Samstag, 3. Dezember 2022

die behinderte

donnerstagnachmittag. ich schlörre rüber zum teuerka. es ist fast dunkel, die straßenlampen sind schon an und verbreiten ihr schummriges licht.

als ich um die ecke gehe, sehe ich im halbdunkeln eine junge frau. sie steht merkwürdig verdreht da: die beine überkreuzt, das becken viel zu weit nach vorne geschoben. sie verliert das gleichgewicht und stolpert, fängt sich aber wieder. 

ich komme neugierig näher und sehe, dass ihr blasses gesicht zu einer schrecklichen grimasse verzogen ist: die augen weit aufgerissen, der unterkiefer merkwürdig nach vorne geschoben. ach du kacke, denke ich, die arme! was das wohl für eine behinderung ist? schlimm sieht das aus! braucht die hilfe? bekommt die vielleicht gerade einen epileptischen anfall oder sowas?
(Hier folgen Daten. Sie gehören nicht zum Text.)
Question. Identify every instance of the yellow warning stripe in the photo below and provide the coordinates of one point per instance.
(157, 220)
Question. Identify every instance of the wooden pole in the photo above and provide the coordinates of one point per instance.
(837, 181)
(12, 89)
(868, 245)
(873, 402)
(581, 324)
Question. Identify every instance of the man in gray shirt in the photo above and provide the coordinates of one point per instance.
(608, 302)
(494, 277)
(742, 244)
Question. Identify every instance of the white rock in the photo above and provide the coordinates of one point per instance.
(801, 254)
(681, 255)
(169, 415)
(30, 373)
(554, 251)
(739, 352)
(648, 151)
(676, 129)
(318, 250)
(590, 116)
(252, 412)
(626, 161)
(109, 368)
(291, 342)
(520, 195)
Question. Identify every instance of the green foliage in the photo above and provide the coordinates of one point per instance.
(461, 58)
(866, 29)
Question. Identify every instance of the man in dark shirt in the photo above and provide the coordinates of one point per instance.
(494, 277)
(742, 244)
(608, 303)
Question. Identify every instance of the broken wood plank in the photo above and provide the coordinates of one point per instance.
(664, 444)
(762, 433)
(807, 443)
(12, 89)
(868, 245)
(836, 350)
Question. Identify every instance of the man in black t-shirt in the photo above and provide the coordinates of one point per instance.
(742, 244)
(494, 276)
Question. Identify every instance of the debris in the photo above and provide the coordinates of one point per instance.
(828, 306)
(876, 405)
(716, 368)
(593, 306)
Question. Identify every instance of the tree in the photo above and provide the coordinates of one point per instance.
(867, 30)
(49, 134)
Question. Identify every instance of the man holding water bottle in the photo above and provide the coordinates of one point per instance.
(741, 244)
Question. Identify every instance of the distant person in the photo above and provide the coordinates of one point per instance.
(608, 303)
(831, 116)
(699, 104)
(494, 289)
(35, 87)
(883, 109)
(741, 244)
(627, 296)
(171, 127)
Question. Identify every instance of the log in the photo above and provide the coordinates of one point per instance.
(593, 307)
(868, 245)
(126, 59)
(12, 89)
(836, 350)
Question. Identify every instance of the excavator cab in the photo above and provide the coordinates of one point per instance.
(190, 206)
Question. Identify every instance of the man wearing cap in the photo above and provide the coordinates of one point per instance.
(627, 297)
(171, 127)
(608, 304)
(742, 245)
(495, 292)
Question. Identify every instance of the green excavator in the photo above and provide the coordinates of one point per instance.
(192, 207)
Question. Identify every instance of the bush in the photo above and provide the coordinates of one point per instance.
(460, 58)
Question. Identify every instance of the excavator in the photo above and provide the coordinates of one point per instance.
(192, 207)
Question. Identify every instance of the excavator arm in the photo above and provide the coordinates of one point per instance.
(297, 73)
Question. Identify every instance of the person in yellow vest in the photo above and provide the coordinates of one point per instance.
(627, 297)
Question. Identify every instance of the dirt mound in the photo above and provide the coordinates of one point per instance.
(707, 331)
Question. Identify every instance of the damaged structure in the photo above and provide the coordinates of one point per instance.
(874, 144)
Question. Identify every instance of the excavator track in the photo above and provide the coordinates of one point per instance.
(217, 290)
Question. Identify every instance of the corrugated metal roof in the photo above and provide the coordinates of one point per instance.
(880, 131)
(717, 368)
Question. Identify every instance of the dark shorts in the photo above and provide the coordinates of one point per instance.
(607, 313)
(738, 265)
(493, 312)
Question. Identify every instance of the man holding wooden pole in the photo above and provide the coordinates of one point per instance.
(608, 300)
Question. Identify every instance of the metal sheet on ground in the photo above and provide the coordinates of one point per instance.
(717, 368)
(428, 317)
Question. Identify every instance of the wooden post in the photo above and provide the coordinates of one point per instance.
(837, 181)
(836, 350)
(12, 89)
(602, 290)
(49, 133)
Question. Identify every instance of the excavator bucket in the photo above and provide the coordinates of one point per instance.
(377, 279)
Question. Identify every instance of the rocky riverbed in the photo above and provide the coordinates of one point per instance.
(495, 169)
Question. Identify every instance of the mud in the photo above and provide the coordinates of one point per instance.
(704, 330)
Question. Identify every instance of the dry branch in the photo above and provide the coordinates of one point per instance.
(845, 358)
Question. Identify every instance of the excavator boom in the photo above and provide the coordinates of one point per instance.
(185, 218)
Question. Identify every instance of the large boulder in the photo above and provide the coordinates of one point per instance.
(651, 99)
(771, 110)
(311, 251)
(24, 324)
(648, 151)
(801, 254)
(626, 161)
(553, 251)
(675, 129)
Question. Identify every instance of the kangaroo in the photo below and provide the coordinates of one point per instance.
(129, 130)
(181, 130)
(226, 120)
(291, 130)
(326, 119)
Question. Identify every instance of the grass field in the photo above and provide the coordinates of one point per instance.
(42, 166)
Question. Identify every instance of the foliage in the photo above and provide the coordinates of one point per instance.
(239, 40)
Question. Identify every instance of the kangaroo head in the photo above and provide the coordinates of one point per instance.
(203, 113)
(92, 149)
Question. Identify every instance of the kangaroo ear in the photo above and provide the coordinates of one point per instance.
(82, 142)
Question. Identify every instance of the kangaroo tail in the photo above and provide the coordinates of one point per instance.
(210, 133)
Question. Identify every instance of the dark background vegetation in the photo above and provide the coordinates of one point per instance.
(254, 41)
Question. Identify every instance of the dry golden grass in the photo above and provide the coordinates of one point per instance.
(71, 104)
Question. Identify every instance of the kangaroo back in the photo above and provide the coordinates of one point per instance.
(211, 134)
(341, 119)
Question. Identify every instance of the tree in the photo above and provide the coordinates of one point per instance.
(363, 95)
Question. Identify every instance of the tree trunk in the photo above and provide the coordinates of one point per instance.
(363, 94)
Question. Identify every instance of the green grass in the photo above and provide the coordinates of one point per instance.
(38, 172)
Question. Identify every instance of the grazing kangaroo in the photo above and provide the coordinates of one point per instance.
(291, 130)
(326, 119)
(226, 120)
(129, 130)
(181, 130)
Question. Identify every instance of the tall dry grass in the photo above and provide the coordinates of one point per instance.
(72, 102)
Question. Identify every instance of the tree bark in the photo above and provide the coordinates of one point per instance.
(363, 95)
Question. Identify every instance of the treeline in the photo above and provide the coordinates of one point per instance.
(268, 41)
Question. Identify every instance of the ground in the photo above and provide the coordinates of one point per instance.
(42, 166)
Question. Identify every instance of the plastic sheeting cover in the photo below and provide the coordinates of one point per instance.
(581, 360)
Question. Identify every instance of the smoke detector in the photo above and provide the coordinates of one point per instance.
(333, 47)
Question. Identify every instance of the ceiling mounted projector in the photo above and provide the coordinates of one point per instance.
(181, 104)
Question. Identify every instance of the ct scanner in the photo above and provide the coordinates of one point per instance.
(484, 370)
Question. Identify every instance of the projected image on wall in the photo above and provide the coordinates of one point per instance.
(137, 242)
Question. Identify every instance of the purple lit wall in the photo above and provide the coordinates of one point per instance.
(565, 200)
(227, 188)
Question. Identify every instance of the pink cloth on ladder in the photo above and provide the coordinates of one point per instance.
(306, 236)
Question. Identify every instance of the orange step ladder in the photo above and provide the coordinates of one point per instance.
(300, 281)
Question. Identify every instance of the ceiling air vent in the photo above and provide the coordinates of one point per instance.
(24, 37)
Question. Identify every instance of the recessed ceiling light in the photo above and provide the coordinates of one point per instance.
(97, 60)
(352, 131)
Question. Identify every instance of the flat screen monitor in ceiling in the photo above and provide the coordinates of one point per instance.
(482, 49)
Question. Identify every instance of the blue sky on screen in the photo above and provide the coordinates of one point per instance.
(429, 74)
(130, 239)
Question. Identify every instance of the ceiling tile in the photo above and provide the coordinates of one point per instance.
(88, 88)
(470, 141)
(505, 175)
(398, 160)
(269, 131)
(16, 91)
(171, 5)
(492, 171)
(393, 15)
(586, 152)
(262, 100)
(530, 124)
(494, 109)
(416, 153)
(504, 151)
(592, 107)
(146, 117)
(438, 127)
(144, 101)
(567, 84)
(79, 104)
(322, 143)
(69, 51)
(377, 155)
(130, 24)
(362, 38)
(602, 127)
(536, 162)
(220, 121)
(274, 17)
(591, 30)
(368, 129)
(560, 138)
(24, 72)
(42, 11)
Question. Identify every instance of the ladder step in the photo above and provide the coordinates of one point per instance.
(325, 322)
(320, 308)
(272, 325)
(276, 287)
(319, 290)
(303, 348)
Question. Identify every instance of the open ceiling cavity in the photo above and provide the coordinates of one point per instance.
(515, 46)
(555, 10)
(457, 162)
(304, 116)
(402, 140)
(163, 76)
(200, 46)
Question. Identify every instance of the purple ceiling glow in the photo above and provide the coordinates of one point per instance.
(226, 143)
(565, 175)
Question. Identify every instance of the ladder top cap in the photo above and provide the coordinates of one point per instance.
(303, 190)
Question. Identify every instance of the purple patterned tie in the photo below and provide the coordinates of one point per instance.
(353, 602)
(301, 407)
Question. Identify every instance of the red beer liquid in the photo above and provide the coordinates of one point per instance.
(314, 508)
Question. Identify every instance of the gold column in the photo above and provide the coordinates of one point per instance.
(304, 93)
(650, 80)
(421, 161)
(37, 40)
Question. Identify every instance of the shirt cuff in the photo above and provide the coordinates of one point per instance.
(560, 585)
dann erst entdecke ich das smartphone in ihrer hand und verstehe: die junge dame versucht sich in einem selfie! die grimasse sollte offenbar eine art duckface sein und die verkrüppelte körperhaltung sowas wie sexappeal vermitteln.

na dann. keine hilfe meinerseits nötig. gehirnzellen spritzen kann ich ja nicht.